What Is a Merchant Cash Advance?
A merchant cash advance is not technically a loan, although it is similar. Think of it as a payday loan for businesses. A company lends money to a cash-strapped business in exchange for future earnings.
The way it works is that a merchant cash advance company provides a sum of money to a business, and in return, the business agrees to give the company a percentage of the business’ credit card revenue. This definition is how merchant cash advances have worked historically. The arrangement was strictly one between the payment processor that clears and settles credit card payments and the merchant. The processor is then repaid by taking a percentage of the merchant’s future sales.

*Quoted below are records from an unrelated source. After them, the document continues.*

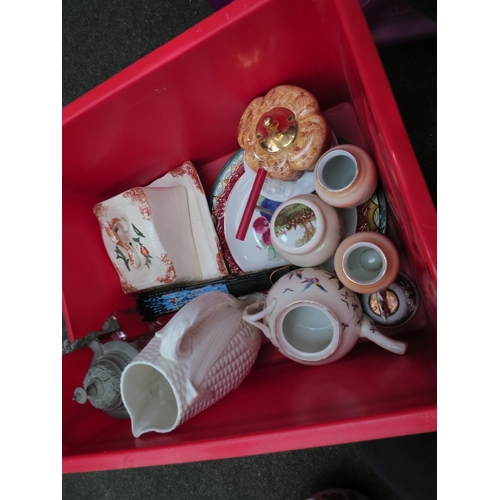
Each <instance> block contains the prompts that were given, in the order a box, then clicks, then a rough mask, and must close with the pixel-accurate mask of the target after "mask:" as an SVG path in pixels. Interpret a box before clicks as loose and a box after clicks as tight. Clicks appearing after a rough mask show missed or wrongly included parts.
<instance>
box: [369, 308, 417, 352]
mask: <svg viewBox="0 0 500 500" xmlns="http://www.w3.org/2000/svg"><path fill="white" fill-rule="evenodd" d="M360 337H362V338H365V339H368V340H371V341H372V342H375V344H377V345H379V346H380V347H383V348H384V349H387V350H388V351H391V352H393V353H395V354H404V353H405V352H406V349H407V347H408V344H407V343H406V342H400V341H399V340H393V339H391V338H390V337H386V336H385V335H382V334H381V333H380V332H379V331H378V330H377V329H376V328H375V326H374V325H373V323H372V321H371V320H370V318H368V316H366V314H363V321H362V322H361V334H360Z"/></svg>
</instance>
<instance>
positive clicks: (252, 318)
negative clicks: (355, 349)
mask: <svg viewBox="0 0 500 500" xmlns="http://www.w3.org/2000/svg"><path fill="white" fill-rule="evenodd" d="M243 319H244V320H245V321H248V322H249V323H250V324H252V325H254V326H256V327H258V328H260V329H261V330H262V332H263V333H264V335H265V336H266V337H268V338H269V339H270V340H271V342H272V343H273V345H274V346H275V347H276V348H277V349H278V350H279V351H280V352H281V353H282V354H284V355H285V356H287V357H288V358H290V359H292V360H294V361H297V362H299V363H303V364H313V365H322V364H327V363H332V362H334V361H337V360H338V359H340V358H342V357H343V356H345V355H346V354H347V353H348V352H349V351H350V350H351V349H352V348H353V347H354V345H355V344H356V342H357V341H358V339H359V338H360V337H363V338H367V339H369V340H371V341H372V342H374V343H376V344H377V345H379V346H381V347H383V348H384V349H387V350H388V351H391V352H394V353H396V354H404V353H405V351H406V348H407V344H406V343H405V342H399V341H397V340H393V339H391V338H389V337H386V336H384V335H382V334H381V333H380V332H379V331H378V330H377V329H376V328H375V326H374V325H373V322H372V321H371V320H370V319H369V318H368V317H367V316H366V315H364V314H363V312H362V309H361V304H360V301H359V298H358V297H357V295H356V294H355V293H354V292H352V291H351V290H349V289H347V288H345V287H343V285H342V284H341V283H340V281H339V280H338V279H337V278H336V276H335V275H334V274H332V273H329V272H327V271H325V270H323V269H319V268H302V269H297V270H295V271H291V272H290V273H288V274H286V275H285V276H283V277H282V278H280V279H279V280H278V281H277V282H276V283H275V284H274V285H273V286H272V288H271V290H270V291H269V293H268V295H267V297H266V299H265V300H264V301H262V302H261V303H259V304H251V305H250V306H248V307H247V308H246V309H245V313H244V315H243Z"/></svg>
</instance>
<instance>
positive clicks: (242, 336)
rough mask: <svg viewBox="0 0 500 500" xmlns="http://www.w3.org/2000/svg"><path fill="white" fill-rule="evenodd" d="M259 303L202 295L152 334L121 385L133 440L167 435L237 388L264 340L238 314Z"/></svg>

This initial structuring of the cash advance has now been surpassed in popularity by an Automated Clearing House or ACH withdrawal advance. In this case, the upfront cash is repaid by debits directly drawn from the merchant’s bank account. Ironically, this connection with the bank is the source of the problem when the merchant experiences money problems.

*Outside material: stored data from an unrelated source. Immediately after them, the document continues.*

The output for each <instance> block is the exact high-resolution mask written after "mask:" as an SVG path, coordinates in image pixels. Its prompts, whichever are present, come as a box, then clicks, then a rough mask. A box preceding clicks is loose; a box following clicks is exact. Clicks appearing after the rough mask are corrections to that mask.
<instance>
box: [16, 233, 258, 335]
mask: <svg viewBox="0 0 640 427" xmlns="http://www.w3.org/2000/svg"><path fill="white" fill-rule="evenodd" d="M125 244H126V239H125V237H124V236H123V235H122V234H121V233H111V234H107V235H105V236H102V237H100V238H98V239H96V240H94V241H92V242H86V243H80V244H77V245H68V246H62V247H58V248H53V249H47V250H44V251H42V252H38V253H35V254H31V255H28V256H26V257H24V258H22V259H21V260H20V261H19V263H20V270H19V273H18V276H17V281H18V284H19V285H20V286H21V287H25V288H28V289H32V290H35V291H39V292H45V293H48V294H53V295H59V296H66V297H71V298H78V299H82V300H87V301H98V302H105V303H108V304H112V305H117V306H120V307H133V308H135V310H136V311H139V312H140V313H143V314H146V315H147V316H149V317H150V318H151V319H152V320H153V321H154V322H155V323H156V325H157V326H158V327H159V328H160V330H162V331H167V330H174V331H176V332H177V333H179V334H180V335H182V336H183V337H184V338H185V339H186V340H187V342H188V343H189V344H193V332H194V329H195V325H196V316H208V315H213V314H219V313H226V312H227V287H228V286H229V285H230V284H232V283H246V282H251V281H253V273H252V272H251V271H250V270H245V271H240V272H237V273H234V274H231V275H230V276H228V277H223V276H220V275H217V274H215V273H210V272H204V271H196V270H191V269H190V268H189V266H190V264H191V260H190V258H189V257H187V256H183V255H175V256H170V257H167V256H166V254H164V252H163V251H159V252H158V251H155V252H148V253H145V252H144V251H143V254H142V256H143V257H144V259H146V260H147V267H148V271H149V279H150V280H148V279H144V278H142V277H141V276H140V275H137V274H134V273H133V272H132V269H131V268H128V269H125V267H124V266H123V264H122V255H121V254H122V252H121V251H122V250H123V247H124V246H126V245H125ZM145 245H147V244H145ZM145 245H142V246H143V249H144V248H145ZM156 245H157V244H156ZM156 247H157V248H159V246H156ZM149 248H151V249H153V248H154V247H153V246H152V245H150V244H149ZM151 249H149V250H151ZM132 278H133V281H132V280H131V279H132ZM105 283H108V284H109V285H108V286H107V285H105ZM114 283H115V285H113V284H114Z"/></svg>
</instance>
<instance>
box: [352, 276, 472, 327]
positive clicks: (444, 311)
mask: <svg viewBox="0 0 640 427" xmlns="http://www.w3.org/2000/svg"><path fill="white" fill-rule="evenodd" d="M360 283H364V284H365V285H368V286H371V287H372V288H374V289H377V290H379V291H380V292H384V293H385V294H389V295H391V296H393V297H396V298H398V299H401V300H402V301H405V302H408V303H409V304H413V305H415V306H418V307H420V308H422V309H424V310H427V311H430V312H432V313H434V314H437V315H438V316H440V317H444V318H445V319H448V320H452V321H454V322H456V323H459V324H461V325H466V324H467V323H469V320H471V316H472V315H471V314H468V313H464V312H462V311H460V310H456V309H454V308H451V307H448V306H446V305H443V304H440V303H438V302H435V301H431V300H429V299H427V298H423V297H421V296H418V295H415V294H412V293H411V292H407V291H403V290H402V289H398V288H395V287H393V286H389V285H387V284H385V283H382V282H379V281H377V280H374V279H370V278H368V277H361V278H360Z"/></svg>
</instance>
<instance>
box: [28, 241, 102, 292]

How Merchant Cash Advances Are Calculated
A typical scenario is one where a merchant receives a cash advance with a high factor rate. This can be equated to the relationship between an individual’s low credit score and a subsequent high interest rate. For a merchant with a high factor rate, the merchant cash advance fees can be quite expensive. Here is an example:
A merchant cash advance of $60,000 with a factor rate of 1.5 means that you multiply the two numbers and come up with a total of $90,000. So the fees equal $30,000—half the amount of the initial advance! These high costs in addition to the frequency of repayments can cause cash-flow problems.
Faced with not enough money to cover all their obligations, the merchant has to make difficult choices. He or she may prefer to prioritize payroll or their office rent payment over making the MCA repayment. Unfortunately, the choice of who and what to pay first is not up to the merchant anymore—the MCA will be first in line. If the merchant’s bank account is connected to the MCA, their automated debit will continue to be made on the prescribed schedule. Similarly, if the repayment is through future credit card revenue, the processor will just grab any revenue that comes in.

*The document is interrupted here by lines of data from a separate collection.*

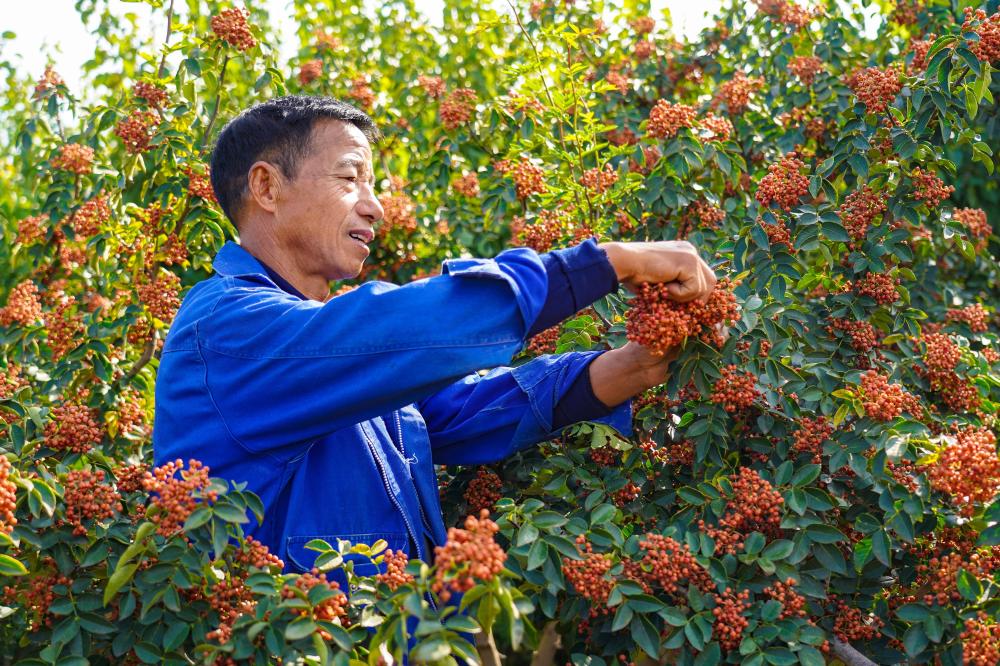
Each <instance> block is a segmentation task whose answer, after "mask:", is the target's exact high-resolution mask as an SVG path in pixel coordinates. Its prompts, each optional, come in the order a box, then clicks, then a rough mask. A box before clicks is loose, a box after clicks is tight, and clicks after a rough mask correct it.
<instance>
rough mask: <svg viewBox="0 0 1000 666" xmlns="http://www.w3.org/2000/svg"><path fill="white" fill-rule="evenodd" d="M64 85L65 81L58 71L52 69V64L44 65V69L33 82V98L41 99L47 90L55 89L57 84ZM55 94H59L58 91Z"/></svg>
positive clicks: (50, 90) (53, 69) (51, 90)
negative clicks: (36, 80) (55, 93)
mask: <svg viewBox="0 0 1000 666" xmlns="http://www.w3.org/2000/svg"><path fill="white" fill-rule="evenodd" d="M65 85H66V82H65V81H63V78H62V77H61V76H59V73H58V72H56V71H55V70H54V69H52V65H46V66H45V71H44V72H43V73H42V75H41V76H40V77H38V81H37V82H36V83H35V92H34V98H35V99H41V98H42V97H44V96H45V95H46V94H48V93H49V92H51V91H54V90H56V88H58V87H59V86H65ZM56 94H57V95H58V94H59V93H58V91H57V92H56Z"/></svg>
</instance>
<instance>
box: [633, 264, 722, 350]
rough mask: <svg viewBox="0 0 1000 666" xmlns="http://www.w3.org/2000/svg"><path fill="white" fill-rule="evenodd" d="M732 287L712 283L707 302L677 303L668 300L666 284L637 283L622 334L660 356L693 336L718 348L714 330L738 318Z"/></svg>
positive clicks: (718, 331)
mask: <svg viewBox="0 0 1000 666" xmlns="http://www.w3.org/2000/svg"><path fill="white" fill-rule="evenodd" d="M734 286H735V285H734V284H733V283H731V282H730V281H729V280H728V279H727V278H723V279H721V280H719V281H718V283H716V285H715V289H714V290H713V291H712V293H711V294H710V295H709V298H708V302H706V303H700V302H696V301H688V302H687V303H678V302H677V301H674V300H672V299H671V298H670V292H669V290H668V287H667V285H666V284H663V283H644V284H640V285H639V286H638V288H637V289H636V297H635V298H634V299H632V302H631V304H630V308H629V310H628V312H627V313H626V323H625V331H626V335H627V336H628V339H629V340H631V341H633V342H637V343H639V344H640V345H642V346H644V347H646V348H648V349H650V350H652V351H654V352H660V353H666V352H667V351H669V350H670V349H671V348H673V347H676V346H677V345H679V344H680V343H681V342H683V341H684V339H685V338H687V337H690V336H695V335H697V336H698V337H700V338H701V339H702V340H704V341H705V342H706V343H709V344H715V345H716V346H719V347H721V346H722V345H723V344H724V342H725V340H724V338H723V337H722V334H721V333H720V332H719V331H717V330H716V327H717V326H719V325H724V326H730V325H732V323H733V322H734V321H736V319H737V318H738V317H739V309H738V307H737V305H736V297H735V296H734V295H733V291H732V290H733V287H734Z"/></svg>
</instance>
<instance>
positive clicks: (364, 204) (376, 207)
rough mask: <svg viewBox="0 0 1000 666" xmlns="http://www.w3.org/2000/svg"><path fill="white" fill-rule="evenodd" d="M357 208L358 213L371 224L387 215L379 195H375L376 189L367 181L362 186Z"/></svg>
mask: <svg viewBox="0 0 1000 666" xmlns="http://www.w3.org/2000/svg"><path fill="white" fill-rule="evenodd" d="M356 210H357V213H358V215H360V216H361V217H363V218H365V219H366V220H368V221H369V222H370V223H371V224H375V223H376V222H378V221H379V220H381V219H382V217H383V216H384V215H385V210H384V209H383V208H382V204H381V203H380V202H379V200H378V197H376V196H375V189H374V188H373V187H372V186H371V185H369V184H367V183H365V184H364V185H363V186H362V188H361V198H360V199H358V203H357V206H356Z"/></svg>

Because their repayments are made regardless of the other obligations the business has, they often result in a shortage of cash to make payroll or pay for supplies. Sometimes the cash shortage results in a financial crisis of such severity that the merchant may go out of business. Before this drastic decision is made however, most merchants seek another loan with more affordable terms in order to pay off their existing MCA. This is where Credit Builders Alliance (CBA)’s non-profit lender members come to the rescue.
Merchant Cash Advance Relief
CBA has a membership of over 500 non-profit organizations. The lender members are all non-profits—many of whom have a CDFI designation. This stands for Community Development Financial Institution. These entities are certified by the U.S. Treasury Department and their mission is to lend in distressed communities.
Recently CBA has been hearing from its lender members that more and more are making loans to business owners to help pay off their initial MCA. Because non-profit lenders offer responsible loans with affordable interest rates, the new loan then becomes manageable. However, wouldn’t it have been better for the merchant to have visited the non-profit lender in the first place? The answer is unequivocally yes!
How to Find a Nonprofit Lender
Unfortunately, non-profit lenders do not have large budgets for advertising that can compete with for-profit lenders. Therefore, many of their borrowers come through referrals and not through direct advertising. You can be one of those referrals or avail yourself of their low-cost loan products. The existence of CDFIs should no longer be the best-kept secret. You can find many through Treasury’s searchable database. CBA’s “find a member” catalog is also a way to locate non-profits in your community, as is another network organization of CDFIs, the Opportunity Finance Network (OFN). Happy hunting!